Siguiendo la tónica europea, España decide al fin reconocer
el Estado Palestino, que lleva años luchando por ser entendido como tal a los
ojos del Mundo, aunque algunas grandes potencias le niegan sistemáticamente tal
privilegio, probablemente forzados por la influencia que Israel tiene en su economía y por las
presiones continuas que les llegan desde allí, aunque invadan
indiscutiblemente, su propia soberanía.
El momento se ha visto ensuciado por el atentado en una Sinagoga judía, en el que ha habido
una serie de muertos y que seguramente forma parte de los ataques continuos que
intercambian palestinos e israelíes, en torno a la franja de Gaza.
Ya hemos hablado otras veces de la eternidad de este
conflicto y de cómo la posesión de un trozo de tierra puede originar absurdas
guerras que no terminan de solucionarse nunca, pero que las naciones
reconozcan, igual que lo hicieron con Israel, al Estado Palestino, puede tener
una importancia garrafal para los ciudadanos que lo habitan y que hasta ahora,
no habían podido encontrar una vía para canalizar sus protestas, al carecer de
una identidad propia, como si se tratara de seres absolutamente inexistentes.
Parece que Suecia ha levantado el veto, atreviéndose a hacer
tangible una realidad que no podía ser ignorada por más tiempo, siendo
inmediatamente secundada por otros países de Europa y afortunadamente, desde
ayer, también por el nuestro.
Hay que alegrarse por todas esas personas que en total inferioridad
económica, han mantenido una lucha desigual frente a Israel, para conservar sus
derechos, sistemáticamente vejados por la probada supremacía judía, que no
ahorra en medios para poner en claro la naturaleza de su dominio, sin que en
ningún momento importe a qué métodos haya que acudir para conseguirlo.
La desmemoria de todo
lo sucedido durante el Holocausto, no
puede ser más evidente y a menudo, los procedimientos adoptados contra los
palestinos han guardado una importante coincidencia con los que se emplearon en
Alemania y otros países europeos, durante el mandato tiránico de Hitler.

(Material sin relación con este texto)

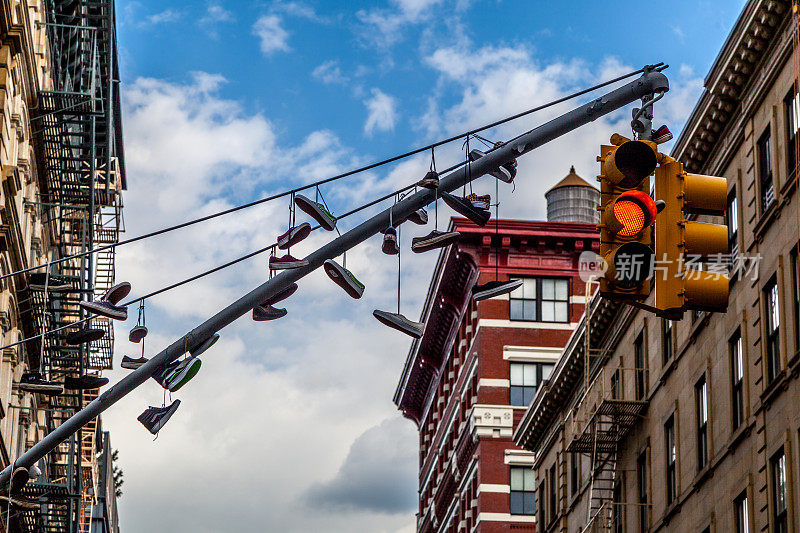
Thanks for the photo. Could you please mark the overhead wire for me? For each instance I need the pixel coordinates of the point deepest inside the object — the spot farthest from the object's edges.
(213, 270)
(336, 177)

Quizá corresponde al resto del mundo poner un punto de
cordura en esta tragedia y recordar a quienes tanto sufrieron durante aquella
época, que la xenofobia no puede ser entendida como algo plausible, en ninguna
situación, lugar o momento.
Por eso, es indispensable que Palestina pueda tener voz en
los Organismos internacionales y que su
problema pueda ser analizado como un ataque indiscriminado a una Nación y no
como se quiere hacer creer, a unos cuantos agitadores directamente relacionados
con el terrorismo islámico.
La urgencia de su integración como estado es absoluta, o al
final, la humanidad acabará tropezando de bruces, otra vez, con la enorme tragedia
de otro exterminio.
Cerrar los ojos, justificar que todo vale si anda por medio
el terrorismo, es ignorar de manera consciente que detrás de este tipo de
enfrentamientos están siempre una incontable mayoría de inocentes.
Y porque esos inocentes merecen ser tenidos en cuenta y
disfrutar de la oportunidad de vivir en una paz que muchos de ellos, por la
duración de las guerras, desconocen, resulta fundamental el apoyo universal a
su reclamación de una identidad y a ser escuchados, exactamente igual que los
demás, en los foros de discusión arbitrados para tales cuestiones.

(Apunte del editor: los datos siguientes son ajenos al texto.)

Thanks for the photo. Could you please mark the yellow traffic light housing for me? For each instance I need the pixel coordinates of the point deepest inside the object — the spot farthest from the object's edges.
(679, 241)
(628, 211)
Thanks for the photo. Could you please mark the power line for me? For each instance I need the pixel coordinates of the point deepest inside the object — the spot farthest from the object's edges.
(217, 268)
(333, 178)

Damos pues, la bienvenida a Palestina, a la que muchos ya
apoyábamos abiertamente reconociendo su identidad, desde hace mucho tiempo.
Ojalá y a partir de ahora, pueda mejorar la situación que
padece y haya algún modo de terminar con la inexplicable discriminación que ha
venido sufriendo y que supone, desde luego, una rotunda injusticia.